On Wednesday, 24 January 2024 at 22:32:12 UTC, FairEnough wrote:
> On Monday, 22 January 2024 at 23:28:40 UTC, Jonathan M Davis wrote:
>
> But the argument that it cannot cause a problem, is already shown to be wrong.

So it is good, that unit tests helped you to find how language is designed!
Good feature

On Monday, 22 January 2024 at 23:28:40 UTC, Jonathan M Davis wrote:

>
> Of course, ultimately, different programmers have different preferences, and none of us are going to be happy about everything in any language.

It's not only about preferences. The feature is inconsistent with how 'invariant' and 'synchronized' are specified. They imply class-instance-level private, while the language dictates module-level. Consider:

```
synchronized class C
{
    private int x;
    private int y;

    invariant () { assert (x == y); }
}

void foo(C c)
{
    // mutate c
}
```

With module-level private, 'foo' is part of C's public interface, but it neither locks on c, nor runs the invariant checks. I personally have no idea how to fix that sensibly except by ditching class invariant/synchronized entirely.

On Thursday, January 25, 2024 8:03:41 AM MST Max Samukha via Digitalmars-d- announce wrote:
> On Monday, 22 January 2024 at 23:28:40 UTC, Jonathan M Davis
>
> wrote:
> > Of course, ultimately, different programmers have different preferences, and none of us are going to be happy about everything in any language.
>
> It's not only about preferences. The feature is inconsistent with how 'invariant' and 'synchronized' are specified. They imply class-instance-level private, while the language dictates module-level. Consider:
>
> ```
> synchronized class C
> {
>      private int x;
>      private int y;
>
>      invariant () { assert (x == y); }
> }
>
> void foo(C c)
> {
>      // mutate c
> }
> ```
>
> With module-level private, 'foo' is part of C's public interface, but it neither locks on c, nor runs the invariant checks. I personally have no idea how to fix that sensibly except by ditching class invariant/synchronized entirely.

Well, sychronized is actually a function attribute, not a class attribute (TDPL talks about synchronized classes, but they've never actually been a thing; it was just a planned idea that was never implemented). You can stick synchronized on the class itself, but it still only affects the member functions. So, mutating the class object via non-member functions in the module really isn't any different from mutating the object with member functions which aren't marked with synchronized. So, if anything here, I would argue that the confusion comes from being allowed to stick attributes on a class and then have them affect the member functions. It does allow you to stick the attribute in one place and then affect the entire class, but I'm inclined to think that it probably shouldn't have been allowed in cases where the attribute isn't actually for the class itself.

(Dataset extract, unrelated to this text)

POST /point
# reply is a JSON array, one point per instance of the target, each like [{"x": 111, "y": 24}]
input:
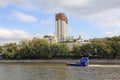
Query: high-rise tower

Of course, the change that I'd really like to see here is synchronized removed from the language, since I think that it was definitely a misfeature (along with having a monitor inside of every class instance to allow synchronized to work, whether the type is shared or not or has an synchronized methods or not).

Regardless, because synchronized is not at all a class attribute, I don't agree that it implies anything related to class-level private, much as I can see how being allowed to put it directly on a class could cause confusion.

As for invariants, all that the spec promises is that they're called when public member functions are called. So, again, having a module-level function directly mutate the members doesn't really violate anything. However, the part there that I do agree is questionable is that because the module-level function could be public, it makes it so that it's pretty easy to end up in a situation where an invariant is skipped when the object is mutated by calling public functions from the module. But there are also likely to be cases where it's useful to be able to bypass the invariant like that (though obviously, it then requires that the code maintain the invariant, just like @trusted code needs to maintain the promises of @safe). So, I don't think that it's necessarily a problem that the language works this way, but it's certainly true that it's something to be mindful of. And if you want to explictly run the invariant in such sitations, then you can just assert the class reference. But as with anything related to private, if you want to guarantee that something only accesses an object via its public API, you can always just put it in another module.

- Jonathan M Davis

On Thursday, 25 January 2024 at 15:03:41 UTC, Max Samukha wrote:
> On Monday, 22 January 2024 at 23:28:40 UTC, Jonathan M Davis wrote:
>
>>
>> Of course, ultimately, different programmers have different preferences, and none of us are going to be happy about everything in any language.
>
> It's not only about preferences. The feature is inconsistent with how 'invariant' and 'synchronized' are specified. They imply class-instance-level private, while the language dictates module-level. Consider:
>
> ```
> synchronized class C
> {
>     private int x;
>     private int y;
>
>     invariant () { assert (x == y); }
> }
>
> void foo(C c)
> {
>     // mutate c
> }
> ```
>
> With module-level private, 'foo' is part of C's public interface, but it neither locks on c, nor runs the invariant checks. I personally have no idea how to fix that sensibly except by ditching class invariant/synchronized entirely.

This is the only valid reason for introducing class-private that's ever been put forth in this forum. I saw someone else post a similar argument around class invariants awhile back as well and it completely changed my mind on the issue.